Other Malignant Tumors

“Malignant tumors of the skull base can be treated effectively with radiosurgery.  Such tumors include chordomas, chondrosarcomas, nasopharyngeal carcinomas, or other adenocarcinomas or squamous cell carcinomas from regional structures.  We use radiosurgery for residual or recurrent cancers that invade the cranial base.  Because the radiation dose can be delivered in a single session and spare surrounding critical brain structures, radiosurgery has potential advantages over fractionated techniques or radiation implants for the management of malignant skull base tumors.  To date, radiosurgery is often selected after other procedures or treatments have failed.  Complications from treatment are unusual.  Other malignant tumors of the brain include germinomas and non-germinomatous germ cell tumors, and CNS lymphomas.  Germinoma, a radiosensitive tumor, appears to respond quickly and dramatically to radiosurgery.

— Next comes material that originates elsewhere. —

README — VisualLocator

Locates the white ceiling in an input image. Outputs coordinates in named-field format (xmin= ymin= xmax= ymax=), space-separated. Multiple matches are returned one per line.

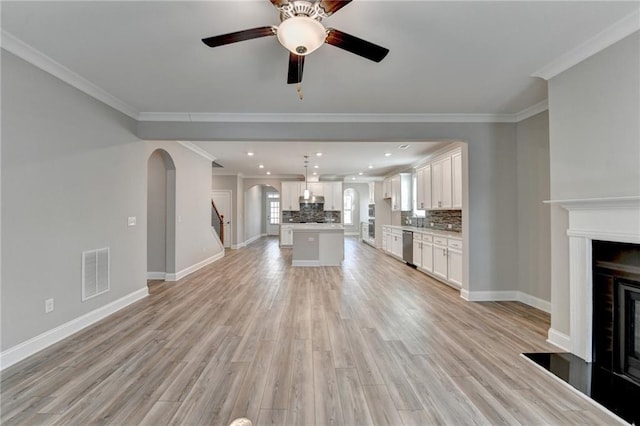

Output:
xmin=2 ymin=1 xmax=639 ymax=179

“Further evaluation will be necessary in a larger series of patients to define the response of different tumor histologies in order to more clearly determine the role of radiosurgery in contrast to other surgical techniques or radiation delivery methods.”


Trigeminal Neuralgia

“On initial use of stereotactic radiosurgery was for lesion generation in functional neurosurgical procedures.  Increasingly, Gamma Knife radiosurgery is used to treat trigeminal neuralgia (TN).  We have treated 383 TN patients to date.  Radiosurgery was performed sparingly for this indication until recently, when high resolution imaging of the trigeminal nerve provided excellent definition of the target.  At present, we use a maximum radiosurgical dose of 80 Gy for most patients.  This provides a significant rate of pain relief, with an approximate 10% chance of mild facial numbness.

“Initial experience has mainly been in patients with recurrent pain after prior surgery.  Approximately two-thirds of patients became pain-free of medication and another 20% obtained significant benefit.  TN radiosurgery requires the use of small collimators (4 mm) and highly precise targeting.  At this time, only Gamma Knife techniques have been validated for TN radiosurgery.”

Movement Disorders and Tremor

“Since the Gamma Knife can be used to create a focal radiosurgery brain lesion, it can be used to perform thalamotomy, a procedure used to treat tremor.  We consider this for patients who have medical contraindications to open thalamotomy or to deep brain stimulation.  We have performed 44 radiosurgical thalamotomies for tremor (Parkinson’s disease, essential tremor, and multiple sclerosis tremor).  The majority of patients note significant tremor relief 1 to 3 months following radiosurgery.  Rarely, hand numbness or weakness can develop in the months after the procedure.  Radiosurgical pallidotomy, used to treat other symptoms of Parkinson’s disease, has been performed at some centers, but we favor conventional radiofrequency pallidotomy.”